Starting with an episode of the American TV series *Forbidden Science*, this article explores the possibility of AI sharing love through human-like conversation, the scientific approaches involved, and the quantification of emotions.
The American TV series *Forbidden Science* features a somewhat unique episode centered on robots. It is dominated by sci-fi and erotic scenes, including humans falling in love and engaging in sexual relations with robots, such as sexbots. While most people might dismiss this as fantasy, technological advancements are actually bringing us closer to such scenarios. With the commercialization of sexbots, the boundaries of love—traditionally defined by the concept of “humanity”—are crumbling. The emotional love expressed by current artificial intelligence is indistinguishable from that between humans.
As a primary condition for not being distinguished from human romance, artificial intelligence must be capable of engaging in conversations just like humans. Humans understand and react to the world through their five senses. Since love is a human behavior, it is part of these reactions. Emotional love is mostly triggered by visual and auditory stimuli. Therefore, physical interactions between humans—such as touch, smell, and taste—are excluded from this discussion. Conversation, the quintessential form of auditory stimulation, particularly when exchanged with a loved one, must consist of the kind of words lovers would typically say to each other. According to Brian Christian’s *The Most Human Human*, for such conversations to occur, artificial intelligence must possess the following two qualities. First, it must have a consistent purpose and personality, just like a human. Second, it must be able to produce words and responses appropriate to various locations and environments. However, if it conducts such conversations identically with everyone, it cannot be said to be in love. It must not show the same response to everyone; rather, it must independently identify the object of its affection and respond accordingly. Therefore, to process visual stimuli, it must be able to recognize the other person’s voice. This will serve as the starting point for “human-like love” in artificial intelligence. The various AI-related technologies described below are existing technologies already in use; this is not a proposal for a new AI model. I will also demonstrate how the scientific and technological studies listed below are inevitably interconnected.
Let us discuss the first specific argument presented in the thesis: ensuring consistency. The “structure of emotion” agreed upon in the field of psychological science, as proposed by Raymond Williams, is as follows. The structure of emotions possessed by individuals consists of deep, shared sentiments embedded in the products of contemporary culture. Let us take college students as an example. The academic ethos of their university, the atmosphere of their department, and even the clothing worn by close peers and seniors and juniors can all be considered products of contemporary culture. It can be said that these shared sentiments form the foundation that influences the formation and change of human emotions.
Furthermore, the concept of affect presupposes the segmentation of cognitive objects. In other words, this means that even within a community, individuals can possess different affects.
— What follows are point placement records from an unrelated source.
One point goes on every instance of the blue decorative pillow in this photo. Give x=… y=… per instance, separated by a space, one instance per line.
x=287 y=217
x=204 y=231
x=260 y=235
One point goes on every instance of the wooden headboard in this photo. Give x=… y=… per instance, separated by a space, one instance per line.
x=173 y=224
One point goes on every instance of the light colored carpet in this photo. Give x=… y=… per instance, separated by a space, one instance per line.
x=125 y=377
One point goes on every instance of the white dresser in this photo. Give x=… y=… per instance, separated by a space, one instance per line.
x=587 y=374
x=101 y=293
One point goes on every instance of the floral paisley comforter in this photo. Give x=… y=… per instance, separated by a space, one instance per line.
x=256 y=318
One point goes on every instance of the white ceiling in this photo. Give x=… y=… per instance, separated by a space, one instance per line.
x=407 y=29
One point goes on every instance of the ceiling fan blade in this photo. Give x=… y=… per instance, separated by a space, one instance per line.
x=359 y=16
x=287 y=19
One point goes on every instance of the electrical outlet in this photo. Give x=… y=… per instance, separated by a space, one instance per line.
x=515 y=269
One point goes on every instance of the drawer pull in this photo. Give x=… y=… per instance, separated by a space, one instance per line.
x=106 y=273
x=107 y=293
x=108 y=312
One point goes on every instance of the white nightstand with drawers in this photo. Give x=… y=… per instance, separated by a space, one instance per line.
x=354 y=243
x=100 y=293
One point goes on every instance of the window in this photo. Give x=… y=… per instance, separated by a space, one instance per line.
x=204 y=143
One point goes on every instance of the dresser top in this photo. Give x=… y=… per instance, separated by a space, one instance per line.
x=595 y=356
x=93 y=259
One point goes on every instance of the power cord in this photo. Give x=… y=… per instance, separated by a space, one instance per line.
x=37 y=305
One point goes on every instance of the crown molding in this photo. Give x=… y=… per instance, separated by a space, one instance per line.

The concept of “segmentation of affect,” as agreed upon in the field of psychological science, is as follows: affect refers to a system of sensory certainty that simultaneously reveals the boundaries defining each individual’s share and place. These boundary-setting mechanisms manifest in participatory and political actions that indicate an individual’s position within the community. By analyzing data on an individual’s political position within the community, one can identify specific patterns and tendencies. The consistent personality formed by artificial intelligence based on its communal identity closely resembles “the personality a person would likely have had in that situation.”
As a second sub-argument, let us examine how the ability to cope with situational changes can be realized. According to Rudolf von Laban’s concept of emotional effort, the nature of emotion is projected onto objects other than the subject and changes moment by moment. Furthermore, the subject’s emotions, triggered by the stimuli each object provides, are determined by this nature of emotion.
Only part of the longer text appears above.